On le sait toute destination, tout lieu doit porter le rêve, l’entretenir (Cf. G. Bachelard, « La Poétique de l’Espace »). Sans le rêve, sans cette alchimie des sens, de l’imagination et du désir, les plus beaux paradis du monde comme les plus beaux spécimens de l’espèce humaine tombent dans l’univers inanimé d’éléments fossilisés, voués à la disparition.
L’île Maurice a su avec talent et courage (sans doute dans les temps préhistoriques pour nos jeunes générations) surmonter ses limites pour construire un « obscur objet de désir » dont Carrère (scénariste avec le réalisateur Bunuel) disait « Certaines fois […] c’est du désir dont nous sommes désireux, nous aimons être à un état de désir, un état qui nous élève au-dessus de la platitude coutumière de la vie…. »
Le Désir : cet ineffable effort de réduction d’une tension issue d’un sentiment de manque et en ce sens, comme le disait Platon dans Le Banquet, « on ne désire que ce dont on manque »… Mais au niveau individuel comme au niveau d’une société, nos désirs ont vite été saturés, d’une part, grâce à un envahissement de sollicitations, les unes plus alléchantes et matérialistes que les autres, d’opportunités faciles, consommables à la va-vite, d’autre part, en compensation de nos lâchetés, de nos peurs d’être rejetés, abandonnés. Nous achetons l’amour. On prend, on réclame, on laisse et délaisse. L’image trop vite devenue réalité à la portée de tous s’est banalisée. L’objet est devenu substituable ; il n’est plus déterminé dans sa singularité. Il a perdu sa dimension symbolique nécessaire qui, sans frontière, se nourrit de vide et de manque. L’île Maurice comme n’importe quel objet de désir n’a pas su élargir le rêve et du désir de beau, d’élévation de l’esprit, fait dans le sordide.
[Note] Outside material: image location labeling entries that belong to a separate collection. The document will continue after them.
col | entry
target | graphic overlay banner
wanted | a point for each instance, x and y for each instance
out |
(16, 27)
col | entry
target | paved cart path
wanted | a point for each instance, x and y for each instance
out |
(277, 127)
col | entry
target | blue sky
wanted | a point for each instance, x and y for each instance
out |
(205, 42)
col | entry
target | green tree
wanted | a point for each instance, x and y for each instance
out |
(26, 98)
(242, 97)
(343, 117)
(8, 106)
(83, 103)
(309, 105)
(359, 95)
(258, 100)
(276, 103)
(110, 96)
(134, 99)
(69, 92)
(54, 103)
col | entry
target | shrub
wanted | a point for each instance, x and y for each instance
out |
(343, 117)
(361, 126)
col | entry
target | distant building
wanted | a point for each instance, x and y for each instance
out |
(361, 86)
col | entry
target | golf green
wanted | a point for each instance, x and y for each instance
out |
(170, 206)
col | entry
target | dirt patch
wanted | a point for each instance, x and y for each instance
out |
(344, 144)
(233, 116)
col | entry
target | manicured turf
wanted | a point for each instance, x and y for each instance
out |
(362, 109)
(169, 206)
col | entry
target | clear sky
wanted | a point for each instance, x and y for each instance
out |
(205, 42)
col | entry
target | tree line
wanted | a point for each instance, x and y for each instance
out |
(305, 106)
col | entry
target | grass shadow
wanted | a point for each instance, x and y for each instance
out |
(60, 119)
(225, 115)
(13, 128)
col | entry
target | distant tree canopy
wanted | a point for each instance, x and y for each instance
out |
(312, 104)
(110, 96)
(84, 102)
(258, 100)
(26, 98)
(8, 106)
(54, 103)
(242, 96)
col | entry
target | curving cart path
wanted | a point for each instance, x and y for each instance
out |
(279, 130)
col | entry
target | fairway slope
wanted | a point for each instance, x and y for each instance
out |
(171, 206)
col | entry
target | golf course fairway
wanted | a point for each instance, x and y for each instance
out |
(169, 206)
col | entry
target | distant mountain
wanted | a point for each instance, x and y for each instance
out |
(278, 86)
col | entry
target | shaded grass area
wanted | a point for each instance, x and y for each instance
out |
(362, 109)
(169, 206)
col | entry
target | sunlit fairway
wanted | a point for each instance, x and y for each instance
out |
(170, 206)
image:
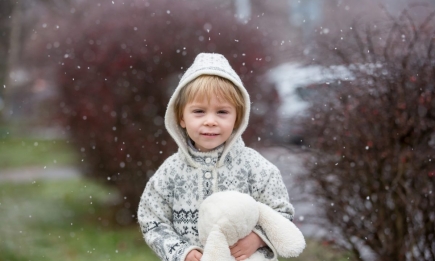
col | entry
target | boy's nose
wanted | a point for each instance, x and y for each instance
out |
(210, 120)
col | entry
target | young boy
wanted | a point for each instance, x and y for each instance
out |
(206, 116)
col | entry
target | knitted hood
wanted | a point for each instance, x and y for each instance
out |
(209, 64)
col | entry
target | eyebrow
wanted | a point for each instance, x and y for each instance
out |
(201, 105)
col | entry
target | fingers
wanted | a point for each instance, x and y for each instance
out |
(234, 251)
(242, 257)
(198, 256)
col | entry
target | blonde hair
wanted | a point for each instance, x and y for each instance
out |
(205, 87)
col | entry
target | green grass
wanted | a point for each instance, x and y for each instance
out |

Nous sommes tournés vers nous-mêmes, médiocres et pauvres d’intelligence réelle. Nous cultivons le désir mimétique (René Girard) à l’exemple d’enfants qui se disputent des jouets semblables, toujours en situation d’imitation d’un autre désir, toujours dans la convergence de désirs de paraître et de faire valoir ce qui n’est pas.
Images d’enfants et de personnes âgées violés, subissant les atrocités de la part d’adultes cédant à la violence de leurs pulsions, sans éducation du désir et du manque… tant d’images de la misère économique, sexuelle que relaient les médias.
Aimer à loisir,
Aimer et mourir
Au pays qui te ressemble !
« Malheur à celui qui n’a plus rien à désirer »disait Rousseau (Julie ou la Nouvelle Héloïse).
Malheur au pays qui n’a plus de rêves à offrir.